De Groot has received uninterrupted federal funding for her research activities through multiple NIH (K08, R21, R01, SBIR) and foundation grants since 1989. She was the recipient of a National Foundation for Infectious Diseases-Eli Lilly Award, two Rhode Island Foundation awards and a Commercial Innovation Award (from the Rhode Island Center for Cellular Medicine). In 2003 she was recognized by Women and Infants Hospital as "Woman of the Year in Science". She was recognized as one of the "Best and the Brightest" in Science and Technology by Esquire Magazine (2003) for her work on the GAIA HIV vaccine. In 2006 she was named "Doctor of the Year" by the Rhode Island Medical Women's Association. In 2007 she received the Al Fisher "Red Ribbon Award" for her AIDS work in West Africa, from AIDS Project Rhode Island. She has published more than 100 articles and chapters describing the development of epitope-driven vaccines and the application of immunoinformatics tools.

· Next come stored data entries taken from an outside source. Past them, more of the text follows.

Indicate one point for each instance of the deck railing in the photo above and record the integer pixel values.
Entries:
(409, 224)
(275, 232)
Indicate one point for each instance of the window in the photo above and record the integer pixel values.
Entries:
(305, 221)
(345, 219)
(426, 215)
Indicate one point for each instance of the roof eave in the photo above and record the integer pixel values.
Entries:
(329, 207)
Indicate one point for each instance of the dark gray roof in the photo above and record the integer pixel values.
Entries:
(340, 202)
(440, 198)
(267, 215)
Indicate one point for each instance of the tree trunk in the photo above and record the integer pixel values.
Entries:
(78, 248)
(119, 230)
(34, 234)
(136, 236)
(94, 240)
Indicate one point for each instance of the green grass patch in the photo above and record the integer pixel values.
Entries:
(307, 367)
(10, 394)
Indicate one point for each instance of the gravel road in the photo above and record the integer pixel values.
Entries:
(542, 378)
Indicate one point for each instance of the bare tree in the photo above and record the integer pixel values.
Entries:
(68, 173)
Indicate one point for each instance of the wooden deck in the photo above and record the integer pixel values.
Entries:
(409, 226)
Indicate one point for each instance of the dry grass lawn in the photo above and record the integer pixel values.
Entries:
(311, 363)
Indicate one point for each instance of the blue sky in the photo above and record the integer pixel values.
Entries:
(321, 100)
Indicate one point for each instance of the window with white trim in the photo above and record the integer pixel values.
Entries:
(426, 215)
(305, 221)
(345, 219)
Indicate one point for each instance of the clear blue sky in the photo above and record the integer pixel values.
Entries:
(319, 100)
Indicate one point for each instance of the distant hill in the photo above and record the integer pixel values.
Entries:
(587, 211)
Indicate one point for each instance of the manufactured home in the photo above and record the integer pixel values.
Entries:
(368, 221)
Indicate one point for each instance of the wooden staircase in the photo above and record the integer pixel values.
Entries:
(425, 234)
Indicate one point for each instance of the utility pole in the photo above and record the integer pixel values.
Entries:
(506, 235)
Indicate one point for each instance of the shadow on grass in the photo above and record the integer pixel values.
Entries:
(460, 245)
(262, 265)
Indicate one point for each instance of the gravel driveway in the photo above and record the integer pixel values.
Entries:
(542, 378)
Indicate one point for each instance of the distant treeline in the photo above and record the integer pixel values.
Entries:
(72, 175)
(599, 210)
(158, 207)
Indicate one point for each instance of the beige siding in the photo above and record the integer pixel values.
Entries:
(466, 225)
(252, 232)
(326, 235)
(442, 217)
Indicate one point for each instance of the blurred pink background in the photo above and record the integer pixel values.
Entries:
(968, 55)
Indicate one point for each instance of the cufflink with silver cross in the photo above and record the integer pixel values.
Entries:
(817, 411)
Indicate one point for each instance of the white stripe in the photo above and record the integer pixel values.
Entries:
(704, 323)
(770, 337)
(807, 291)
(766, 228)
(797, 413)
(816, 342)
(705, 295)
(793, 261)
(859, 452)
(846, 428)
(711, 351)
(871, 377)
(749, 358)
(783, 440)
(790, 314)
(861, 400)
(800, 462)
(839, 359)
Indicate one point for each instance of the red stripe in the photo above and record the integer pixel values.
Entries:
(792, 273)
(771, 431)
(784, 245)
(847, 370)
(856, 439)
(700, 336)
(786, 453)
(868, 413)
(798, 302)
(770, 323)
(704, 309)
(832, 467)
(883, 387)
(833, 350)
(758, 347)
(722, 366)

She nourished a productive laboratory (the TB/HIV Research Laboratory) at Brown before shifting her primary effort from Brown to EpiVax in 2006. As CEO of EpiVax, she successfully established client relationships with Amgen, Eli Lilly, Chiron and a range of smaller biotech companies. Last but certainly not least, she is the proud mother of two beautiful and intelligent children ages 19 and 15.